When visiting Windhover contemplative center, which you had a key role in creating on the Stanford University campus, I noticed that some visitors could not help but chat with each other, and one was even texting on her mobile phone. Why is it so difficult for us to be still, even in a center intended for that purpose?
Windhover is meant to be a technology-free zone, knowing that our mobile phones and other electronic devices can not only be addictive, consuming our attention, but also can keep us tense, stressed, and even unable to relax and sleep, as much current research is showing. They can also be disturbing to others. Of course we’re social beings, so chatting with each other and chatting online are normal and routine.
But meditation is meant to break the normal and the routine in service of radically expanded breadth and depth of experience, of enhanced awareness, of mindfulness. It’s not easy, though, and it takes discipline, precisely because it takes us far from our normal and routine life. You actually have to sit still and do nothing. Ideally, you have to concentrate on only one thing, like following your breath in and out, rather than being scattered and consumed by many things.
It is hard for me to imagine that you, while a student, who played ice hockey in high school at the Hotchkiss School in Connecticut (and was on the freshman and club hockey teams at Yale) would be able to stay still during meditation.
I was an activist in many ways—physically, intellectually, politically, spiritually. But learning how a great activist like Gandhi found his strength in quiet meditation helped me try it out, and the Hindu priest I lived with one summer in India insisted on it as a daily exercise. Practice makes perfect. Or makes it easier, since it’s certainly never been perfect for me. The more I meditated, the more I learned the value of stillness in many realms: listening to others more patiently and empathetically, smelling the flowers rather than missing them in the rush, becoming slower to anger, breathing intentionally when I feel stressed, feeling connected to the larger universe or Ultimacy.
Meditation is a central practice for many Buddhists and Hindus, and we in America often attribute it to traditions other than Judaism, Christianity, and Islam. Yet, all religious traditions (and many humanistic, secular ones) have something akin to meditation, especially through various forms of centering prayer, but also through silent recitation of scripture or poetry, veneration of icons, handling prayer beads, rocking rhythmically, mental visualization, muscle relaxation, contemplating nature, and enjoying art, to name a few techniques and methods. No one has a lock on quietude, reflection, stillness, and serenity.
I think some people are surprised to know that a minister teaches at a business school. How do these lessons translate to business?
Business people spend the majority of their waking hours at work, and many of them want to find it meaningful. Many also want to conduct their business affairs ethically, and most of us worldwide learn our ethics through our religious traditions or through philosophical understanding of morality that we inherit from our families, education, and surrounding culture. I wrote a book with a colleague at Harvard Business School where we tried to help readers integrate their spirituality and ethical commitments with their daily work lives. Ultimately, I believe this leads to more successful businesses and to greater satisfaction of customers and other stakeholders.
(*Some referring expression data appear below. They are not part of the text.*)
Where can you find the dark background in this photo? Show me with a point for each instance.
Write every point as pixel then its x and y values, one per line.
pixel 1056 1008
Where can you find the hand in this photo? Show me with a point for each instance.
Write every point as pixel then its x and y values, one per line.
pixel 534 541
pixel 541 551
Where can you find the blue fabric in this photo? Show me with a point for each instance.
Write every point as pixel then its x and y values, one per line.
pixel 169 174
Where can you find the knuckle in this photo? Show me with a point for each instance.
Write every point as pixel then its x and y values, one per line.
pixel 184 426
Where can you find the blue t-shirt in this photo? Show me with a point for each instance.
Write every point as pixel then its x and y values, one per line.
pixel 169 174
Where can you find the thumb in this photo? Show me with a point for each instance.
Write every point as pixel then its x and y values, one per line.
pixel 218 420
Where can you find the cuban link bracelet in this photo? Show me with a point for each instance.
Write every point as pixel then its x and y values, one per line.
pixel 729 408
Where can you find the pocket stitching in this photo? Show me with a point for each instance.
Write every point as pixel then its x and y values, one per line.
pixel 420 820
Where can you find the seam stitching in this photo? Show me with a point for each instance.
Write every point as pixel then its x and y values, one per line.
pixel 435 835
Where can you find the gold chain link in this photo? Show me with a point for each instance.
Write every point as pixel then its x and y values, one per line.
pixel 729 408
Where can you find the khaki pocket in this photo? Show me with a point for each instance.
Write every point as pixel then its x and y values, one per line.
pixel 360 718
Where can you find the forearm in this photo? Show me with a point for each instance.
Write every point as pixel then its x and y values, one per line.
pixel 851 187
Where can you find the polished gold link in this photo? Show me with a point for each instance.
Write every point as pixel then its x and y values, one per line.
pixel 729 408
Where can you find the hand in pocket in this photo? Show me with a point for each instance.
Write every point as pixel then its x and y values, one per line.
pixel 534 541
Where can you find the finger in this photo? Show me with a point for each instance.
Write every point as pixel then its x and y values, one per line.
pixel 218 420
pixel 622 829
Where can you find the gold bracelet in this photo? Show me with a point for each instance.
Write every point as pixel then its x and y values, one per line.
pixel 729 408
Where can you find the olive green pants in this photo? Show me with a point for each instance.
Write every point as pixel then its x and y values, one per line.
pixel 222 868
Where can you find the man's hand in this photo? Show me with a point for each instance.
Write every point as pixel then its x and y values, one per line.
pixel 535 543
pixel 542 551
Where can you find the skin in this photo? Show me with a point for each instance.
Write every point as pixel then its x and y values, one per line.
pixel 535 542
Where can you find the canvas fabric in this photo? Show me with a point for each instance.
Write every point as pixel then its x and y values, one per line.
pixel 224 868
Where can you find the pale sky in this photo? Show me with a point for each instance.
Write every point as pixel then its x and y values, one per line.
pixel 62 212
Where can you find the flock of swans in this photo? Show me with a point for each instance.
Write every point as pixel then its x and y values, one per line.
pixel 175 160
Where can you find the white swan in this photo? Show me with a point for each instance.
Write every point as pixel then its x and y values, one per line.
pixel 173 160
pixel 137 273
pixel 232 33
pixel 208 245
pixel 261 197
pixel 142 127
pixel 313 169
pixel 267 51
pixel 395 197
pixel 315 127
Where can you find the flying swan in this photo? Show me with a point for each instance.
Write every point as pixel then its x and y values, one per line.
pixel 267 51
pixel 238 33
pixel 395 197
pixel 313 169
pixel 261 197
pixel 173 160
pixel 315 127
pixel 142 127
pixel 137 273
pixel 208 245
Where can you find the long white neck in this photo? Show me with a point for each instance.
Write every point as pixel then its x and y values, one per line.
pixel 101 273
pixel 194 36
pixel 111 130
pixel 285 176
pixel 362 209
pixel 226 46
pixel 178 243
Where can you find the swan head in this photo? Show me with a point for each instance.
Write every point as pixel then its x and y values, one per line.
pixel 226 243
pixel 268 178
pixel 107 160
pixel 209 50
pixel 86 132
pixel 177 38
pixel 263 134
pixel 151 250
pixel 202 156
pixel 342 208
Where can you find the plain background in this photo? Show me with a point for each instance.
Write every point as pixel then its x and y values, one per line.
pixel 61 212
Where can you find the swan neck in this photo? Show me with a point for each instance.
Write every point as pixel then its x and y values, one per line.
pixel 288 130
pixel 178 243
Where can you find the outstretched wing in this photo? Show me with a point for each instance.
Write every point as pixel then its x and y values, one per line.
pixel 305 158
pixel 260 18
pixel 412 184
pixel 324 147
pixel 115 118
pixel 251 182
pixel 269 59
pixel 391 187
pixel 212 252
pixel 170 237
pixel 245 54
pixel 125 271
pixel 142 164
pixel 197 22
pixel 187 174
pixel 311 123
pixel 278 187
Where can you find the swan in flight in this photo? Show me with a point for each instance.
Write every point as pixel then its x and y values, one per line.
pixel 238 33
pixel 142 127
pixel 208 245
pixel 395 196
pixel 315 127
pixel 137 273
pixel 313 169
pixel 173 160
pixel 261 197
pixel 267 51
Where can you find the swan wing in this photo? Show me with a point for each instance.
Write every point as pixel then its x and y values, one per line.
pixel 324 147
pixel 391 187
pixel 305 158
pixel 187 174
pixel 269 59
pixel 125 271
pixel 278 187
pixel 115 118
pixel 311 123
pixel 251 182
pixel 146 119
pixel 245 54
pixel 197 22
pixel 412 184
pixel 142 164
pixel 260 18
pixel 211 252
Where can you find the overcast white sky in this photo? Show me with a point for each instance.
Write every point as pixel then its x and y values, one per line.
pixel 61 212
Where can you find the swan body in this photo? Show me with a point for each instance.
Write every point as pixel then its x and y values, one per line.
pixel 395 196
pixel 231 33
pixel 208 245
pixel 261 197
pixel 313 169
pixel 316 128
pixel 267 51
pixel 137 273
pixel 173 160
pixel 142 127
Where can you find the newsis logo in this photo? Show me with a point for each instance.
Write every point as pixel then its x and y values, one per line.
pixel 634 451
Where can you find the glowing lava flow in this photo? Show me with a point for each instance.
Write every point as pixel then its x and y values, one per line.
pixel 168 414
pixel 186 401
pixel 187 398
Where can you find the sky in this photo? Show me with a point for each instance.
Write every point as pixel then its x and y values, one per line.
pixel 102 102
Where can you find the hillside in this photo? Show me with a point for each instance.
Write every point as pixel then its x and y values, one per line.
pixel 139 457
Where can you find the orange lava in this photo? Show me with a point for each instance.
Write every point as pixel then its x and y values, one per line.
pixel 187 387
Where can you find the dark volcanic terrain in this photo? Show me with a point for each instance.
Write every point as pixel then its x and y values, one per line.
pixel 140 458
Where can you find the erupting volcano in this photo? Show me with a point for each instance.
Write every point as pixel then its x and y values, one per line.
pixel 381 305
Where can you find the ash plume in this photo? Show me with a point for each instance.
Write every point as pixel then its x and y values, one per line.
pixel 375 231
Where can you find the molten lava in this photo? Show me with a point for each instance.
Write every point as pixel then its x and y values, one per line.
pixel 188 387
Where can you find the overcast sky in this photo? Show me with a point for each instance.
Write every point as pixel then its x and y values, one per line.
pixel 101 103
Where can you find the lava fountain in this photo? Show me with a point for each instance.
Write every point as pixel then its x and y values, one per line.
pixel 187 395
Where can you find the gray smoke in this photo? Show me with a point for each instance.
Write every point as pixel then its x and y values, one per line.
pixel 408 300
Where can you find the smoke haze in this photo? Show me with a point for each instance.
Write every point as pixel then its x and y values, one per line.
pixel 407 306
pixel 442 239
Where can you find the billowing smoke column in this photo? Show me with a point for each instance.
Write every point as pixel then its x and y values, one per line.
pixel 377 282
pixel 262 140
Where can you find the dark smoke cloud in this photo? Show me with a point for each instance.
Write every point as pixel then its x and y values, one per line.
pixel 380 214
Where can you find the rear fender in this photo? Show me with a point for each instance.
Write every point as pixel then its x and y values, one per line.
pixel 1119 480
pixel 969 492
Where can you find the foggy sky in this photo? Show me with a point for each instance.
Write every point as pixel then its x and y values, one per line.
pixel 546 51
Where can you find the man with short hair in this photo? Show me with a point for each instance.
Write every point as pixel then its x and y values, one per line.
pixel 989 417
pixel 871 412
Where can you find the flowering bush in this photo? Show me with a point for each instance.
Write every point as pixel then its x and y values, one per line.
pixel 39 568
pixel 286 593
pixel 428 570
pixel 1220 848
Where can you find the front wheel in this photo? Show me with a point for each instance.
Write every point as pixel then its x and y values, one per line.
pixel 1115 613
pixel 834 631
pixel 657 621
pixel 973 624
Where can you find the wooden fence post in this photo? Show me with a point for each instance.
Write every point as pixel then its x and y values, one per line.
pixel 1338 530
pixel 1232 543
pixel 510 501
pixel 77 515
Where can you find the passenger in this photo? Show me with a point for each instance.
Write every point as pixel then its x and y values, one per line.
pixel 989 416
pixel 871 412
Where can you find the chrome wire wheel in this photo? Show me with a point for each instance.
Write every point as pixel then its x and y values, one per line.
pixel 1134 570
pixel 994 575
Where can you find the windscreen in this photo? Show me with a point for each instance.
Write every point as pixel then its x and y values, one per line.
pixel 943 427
There seems to be a renewed interest among business people to make space for finding their inner calm, such as through the practice of mindfulness. But how do you convince CEOs and other high-achieving leaders that it is a worthwhile thing to do?
It doesn’t take much to convince business leaders and others that they should take a coffee break from time to time. Taking 10 or 15 minutes off ultimately increases productivity rather than decreasing it. How much more useful and fulfilling to stimulate one’s “relaxation response” through a meditational or prayer practice during one of those break times.If nothing else, there’s good medical evidence that it helps you to reduce stress, limit negative emotions, lower blood pressure, restore calmness, and increase your overall sense of well-being.